The biggest threat now facing smaller hotels and B&Bs (both independent and franchised) is the tidal waive of claims and lawsuits alleging that the property’s website does not meet the requirements of the Americans with Disabilities Act (ADA).
There are a number of disabled people and their lawyers (perhaps most notable are Peter Strojnik, Joseph Manning Jr., and Babak Hashemi) who have initiated hundreds of claims and lawsuits. These individuals just sit back, look at hotel, and B&B websites, and sue if they believe the website is not ADA compliant. The sad fact is that most properties that are sued have little choice, but to pay up and avoid the costs of a lawsuit.
Claims involving allegedly noncompliant websites generally involve two issues.
Failure to Identify Accessible/Non-Accessible Features
The Department of Justice (“DOJ”) adopted in 2010 regulations that hotels must comply with in dealing with reservations made by disabled individuals. One of those requirements—and the one that is the basis of most of the ADA website-related lawsuits—is that a property’s website does not “identify and describe the accessible and non-accessible features [of the property] in enough detail to allow an individual with a disability to independently assess whether [the property] meets his/her disability needs.”
Because levels of accessibility will vary by the facility, the 2010 regulations do not specify a list of features or information that must be included about each accessible guest room or facility. However, DOJ’s Guidance to the 2010 regulations includes a discussion of features and information that, at a minimum, should always be included. They are as follows:
For each accessible room:
- the accessible room type (e.g., deluxe executive suite, deluxe king, etc.);
- the number and size of beds (e.g., two queen beds);
- communications features (e.g., visual alarms and visual notification devices); and
- the type of accessible bathing facility (e.g., bathtub with grab bars, transfer shower, or roll-in shower).
For the place of lodging:
- information about the facility’s accessible entrance(s) (e.g., location);
- information about the existence and location of a wheelchair accessible route connecting accessible parking spaces to the facility’s front entrance and to key areas of the facility such as the registration desk, the concierge desk, accessible guest rooms, the business center, restaurants, bars, exercise rooms, swimming pool and/or spa, and meeting rooms; and
- other information about “important features” of the facility that do not comply with the current scoping and technical standards for accessible facilities that were adopted in 1991. The examples provided in the DOJ’s Guidance are:
– doorways to and within accessible guest rooms that are too narrow; and
– non-accessible check-in counters (if this is the case, the facility should provide information about how or where guests with disabilities can check-in).
Additional “important features” could also include other amenities such as parking facilities, recreational facilities (spa, pool, sports courts, gym), the business center, food and beverage venues, and meeting rooms.
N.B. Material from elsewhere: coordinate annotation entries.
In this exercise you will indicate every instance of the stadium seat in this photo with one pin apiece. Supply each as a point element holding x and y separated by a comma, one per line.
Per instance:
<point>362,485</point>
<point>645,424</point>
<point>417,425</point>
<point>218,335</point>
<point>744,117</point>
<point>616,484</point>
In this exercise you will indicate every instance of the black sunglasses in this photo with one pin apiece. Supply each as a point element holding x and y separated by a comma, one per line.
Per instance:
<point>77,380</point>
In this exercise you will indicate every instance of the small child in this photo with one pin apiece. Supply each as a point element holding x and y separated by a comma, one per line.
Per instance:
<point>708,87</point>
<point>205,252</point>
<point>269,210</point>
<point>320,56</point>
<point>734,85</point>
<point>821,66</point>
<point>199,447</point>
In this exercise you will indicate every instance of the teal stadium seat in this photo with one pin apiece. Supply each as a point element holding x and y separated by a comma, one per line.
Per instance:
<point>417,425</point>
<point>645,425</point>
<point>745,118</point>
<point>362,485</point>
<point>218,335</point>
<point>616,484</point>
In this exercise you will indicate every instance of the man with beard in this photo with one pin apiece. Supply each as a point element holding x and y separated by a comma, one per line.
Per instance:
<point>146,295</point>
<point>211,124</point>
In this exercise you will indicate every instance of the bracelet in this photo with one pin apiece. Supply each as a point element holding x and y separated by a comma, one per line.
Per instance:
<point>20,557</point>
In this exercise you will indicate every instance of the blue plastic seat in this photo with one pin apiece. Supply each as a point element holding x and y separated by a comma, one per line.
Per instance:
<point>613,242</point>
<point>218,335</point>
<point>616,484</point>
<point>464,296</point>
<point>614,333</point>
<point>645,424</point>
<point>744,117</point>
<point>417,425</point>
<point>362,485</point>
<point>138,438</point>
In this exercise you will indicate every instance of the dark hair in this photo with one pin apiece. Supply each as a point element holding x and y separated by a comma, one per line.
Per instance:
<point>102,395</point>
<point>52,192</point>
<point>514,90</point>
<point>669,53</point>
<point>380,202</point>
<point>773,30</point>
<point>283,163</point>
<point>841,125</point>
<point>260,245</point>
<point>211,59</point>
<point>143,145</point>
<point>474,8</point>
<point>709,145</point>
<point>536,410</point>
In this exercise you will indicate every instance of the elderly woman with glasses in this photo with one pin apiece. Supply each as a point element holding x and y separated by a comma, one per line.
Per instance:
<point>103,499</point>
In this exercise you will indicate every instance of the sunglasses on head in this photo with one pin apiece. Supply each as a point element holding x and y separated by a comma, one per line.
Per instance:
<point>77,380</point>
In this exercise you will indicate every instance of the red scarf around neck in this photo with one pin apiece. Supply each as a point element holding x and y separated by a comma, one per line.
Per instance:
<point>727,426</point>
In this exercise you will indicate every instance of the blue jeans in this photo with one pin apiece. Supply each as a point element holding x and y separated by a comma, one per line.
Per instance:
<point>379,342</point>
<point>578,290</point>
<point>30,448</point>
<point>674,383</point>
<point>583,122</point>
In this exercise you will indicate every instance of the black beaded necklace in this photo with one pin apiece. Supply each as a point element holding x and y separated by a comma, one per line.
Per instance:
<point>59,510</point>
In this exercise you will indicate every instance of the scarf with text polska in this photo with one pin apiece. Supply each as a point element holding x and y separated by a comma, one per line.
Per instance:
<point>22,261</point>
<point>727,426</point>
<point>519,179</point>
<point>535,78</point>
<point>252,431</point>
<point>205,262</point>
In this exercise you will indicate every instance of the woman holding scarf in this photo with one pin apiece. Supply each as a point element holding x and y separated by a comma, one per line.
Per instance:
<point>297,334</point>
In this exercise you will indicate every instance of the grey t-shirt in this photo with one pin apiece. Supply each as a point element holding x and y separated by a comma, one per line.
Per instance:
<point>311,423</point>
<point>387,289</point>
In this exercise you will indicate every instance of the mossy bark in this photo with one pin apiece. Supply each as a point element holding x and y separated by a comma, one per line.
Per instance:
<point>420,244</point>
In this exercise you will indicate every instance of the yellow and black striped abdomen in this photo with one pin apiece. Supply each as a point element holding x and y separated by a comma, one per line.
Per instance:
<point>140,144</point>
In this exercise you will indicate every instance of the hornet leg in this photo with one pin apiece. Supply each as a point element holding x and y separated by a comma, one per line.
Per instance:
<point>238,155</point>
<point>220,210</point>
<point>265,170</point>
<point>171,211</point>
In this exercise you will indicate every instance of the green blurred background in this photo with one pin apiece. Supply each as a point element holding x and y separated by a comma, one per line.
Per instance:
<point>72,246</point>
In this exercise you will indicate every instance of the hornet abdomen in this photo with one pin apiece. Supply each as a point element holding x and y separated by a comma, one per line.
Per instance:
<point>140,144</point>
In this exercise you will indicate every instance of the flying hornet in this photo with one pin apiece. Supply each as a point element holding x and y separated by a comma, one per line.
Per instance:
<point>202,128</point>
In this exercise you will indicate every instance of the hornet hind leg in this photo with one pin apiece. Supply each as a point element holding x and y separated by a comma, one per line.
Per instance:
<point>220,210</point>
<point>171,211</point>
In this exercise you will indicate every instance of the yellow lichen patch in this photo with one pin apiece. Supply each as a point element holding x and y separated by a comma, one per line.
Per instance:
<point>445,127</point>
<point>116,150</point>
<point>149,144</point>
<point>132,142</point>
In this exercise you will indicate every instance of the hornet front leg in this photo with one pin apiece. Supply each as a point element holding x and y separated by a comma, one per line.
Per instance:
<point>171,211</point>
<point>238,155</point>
It is a good practice to inform guests with disabilities of whether any complimentary transportation provided by the facility is accessible, and whether there are any procedures that a guest should follow to request accessible transportation.
Each place of lodging should also ensure that it has employees (both onsite and at a reservations center, if applicable) who are available to provide additional information (such as the specific layout of an accessible room and bathroom, grab bar locations, and other amenities such as a bathtub bench) to individuals with disabilities.
Third-Party Reservation Services
In many cases, the people making claims against lodging properties simply go to third-party reservation services and view the hotel website there. Many lodging operators are not aware that the 2010 DOJ regulations regard hotel reservations for disabled individuals has provisions for reservations made via third-party reservation agents.
DOJ’s Guidance to the 2010 regulations states that third-party reservations services are not liable for non-compliance with these reservations rules, but owners and operators of places of lodging are responsible for ensuring that reservations made though these third-party services comply with the five requirements discussed above. With regard to the first requirement (that the process for booking an accessible room is the same as the process for booking a non-accessible room), the guidance states:
“… The rule, both as proposed and as adopted, requires covered public accommodations to ensure that reservations made on their behalf by third parties are made in a manner that results in parity between those who need accessible rooms and those who do not.
Hotels and other places of lodging that use third-party reservations services must make reasonable efforts to make accessible rooms available through at least some of these services and must provide these third-party services with information concerning the accessible features of the hotel and the accessible rooms. To the extent a hotel or other place of lodging makes available such rooms and information to a third-party reservation provider, but the third party fails to provide the information or rooms to people with disabilities in accordance with this section, the hotel or other place of lodging will not be responsible.”
Lodging operators should discuss with their third-party reservations services how they intend to comply with the foregoing requirements.
In addition, the guidance states that “some” accessible rooms must be made available to these services, and accessibility information about these rooms and the facility must be provided to the third-party reservations service. The Guidance also suggests that once an accessible room has been booked through a third-party reservations service, the hotel must make sure that the reservation is handled in a manner that complies with the five requirements in the regulations. Thus, lodging owners, operators, and the companies that handle their reservations should review not only how they handle reservations from third-party services, but also how those third-party services handle reservations for accessible guest rooms.